Ungefiltert über den Arbeitsalltag schreiben, über den Frust und die Langeweile, aber auch über Solidarität unter den Kolleg*innen – das war auf »Recomposition« möglich. Die von Mitgliedern der in den USA und Kanada aktiven Basisgewerkschaft Industrial Workers of the World (IWW) betriebene Online-Plattform knüpfte an die operaistische Tradition an. Nun wurde eine gesammelte Auswahl von Beiträgen im Verlag Die Buchmacherei in deutscher Sprache herausgegeben. Schon in der Widmung machen die Herausgeber*in- nen deutlich, dass sie von der Trennung in Klassen- und Identitätspolitik nichts halten. Gewidmet haben sie das Buch »allen Kolleg*innen, die in ihrer Praxis Feminismus, Antirassismus und Klassenkampf verbinden«. Im Buch sind die Texte von …

… 23 Autor*innen dokumentiert, die – oft unter Pseudonym – von ihrer alltäglichen Arbeit berichten.

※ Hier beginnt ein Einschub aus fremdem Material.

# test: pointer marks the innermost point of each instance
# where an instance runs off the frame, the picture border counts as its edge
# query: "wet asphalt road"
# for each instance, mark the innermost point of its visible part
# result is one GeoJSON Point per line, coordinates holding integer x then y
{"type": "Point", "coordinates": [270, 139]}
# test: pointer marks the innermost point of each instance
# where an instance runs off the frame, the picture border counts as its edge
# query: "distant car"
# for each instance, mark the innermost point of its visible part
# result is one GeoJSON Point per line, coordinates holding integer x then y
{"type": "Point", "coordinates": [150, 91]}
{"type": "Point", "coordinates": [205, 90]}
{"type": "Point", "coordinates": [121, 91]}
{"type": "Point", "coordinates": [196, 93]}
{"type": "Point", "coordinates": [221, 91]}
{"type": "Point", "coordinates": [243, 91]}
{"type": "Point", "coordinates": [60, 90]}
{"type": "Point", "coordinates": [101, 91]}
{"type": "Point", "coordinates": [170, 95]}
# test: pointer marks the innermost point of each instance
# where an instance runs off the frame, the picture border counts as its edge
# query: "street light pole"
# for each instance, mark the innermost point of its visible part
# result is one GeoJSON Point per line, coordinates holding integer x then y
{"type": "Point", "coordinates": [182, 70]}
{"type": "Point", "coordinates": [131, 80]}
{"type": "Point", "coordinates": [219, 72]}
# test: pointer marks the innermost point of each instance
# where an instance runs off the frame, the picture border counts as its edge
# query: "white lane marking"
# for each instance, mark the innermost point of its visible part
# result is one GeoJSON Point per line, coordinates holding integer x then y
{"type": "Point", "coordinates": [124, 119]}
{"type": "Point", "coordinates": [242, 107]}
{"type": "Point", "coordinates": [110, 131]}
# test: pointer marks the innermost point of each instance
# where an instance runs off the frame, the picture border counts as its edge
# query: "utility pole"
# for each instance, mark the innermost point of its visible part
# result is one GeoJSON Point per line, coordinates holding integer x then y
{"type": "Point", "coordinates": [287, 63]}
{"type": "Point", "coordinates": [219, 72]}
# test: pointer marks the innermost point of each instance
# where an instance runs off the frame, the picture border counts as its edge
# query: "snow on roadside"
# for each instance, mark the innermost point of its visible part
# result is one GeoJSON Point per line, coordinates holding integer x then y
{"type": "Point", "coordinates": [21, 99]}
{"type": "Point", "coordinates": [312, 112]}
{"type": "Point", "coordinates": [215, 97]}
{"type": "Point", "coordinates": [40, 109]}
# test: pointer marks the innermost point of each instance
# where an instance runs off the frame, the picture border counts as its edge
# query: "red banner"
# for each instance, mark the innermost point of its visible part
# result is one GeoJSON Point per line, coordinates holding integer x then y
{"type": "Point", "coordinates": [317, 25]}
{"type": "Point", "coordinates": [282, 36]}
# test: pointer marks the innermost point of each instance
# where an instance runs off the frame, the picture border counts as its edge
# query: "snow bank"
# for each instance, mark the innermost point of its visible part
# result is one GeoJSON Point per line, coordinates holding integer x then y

Sie schuften in der Fastfood-Branche, verdingen sich als Lkw-Fahrer*innen oder Postangestellte, arbeiten im Pflegebereich, Bioladen oder in der Bäckerei. Das Buch ist in drei Kapitel aufgeteilt: Widerstand, Zeit, Schlaf und Träume. Zudem ist eine Diskussion von den Herausgeber*innen des Buches mit dem ehemaligen Redaktionskollektiv von Recomposition beigefügt.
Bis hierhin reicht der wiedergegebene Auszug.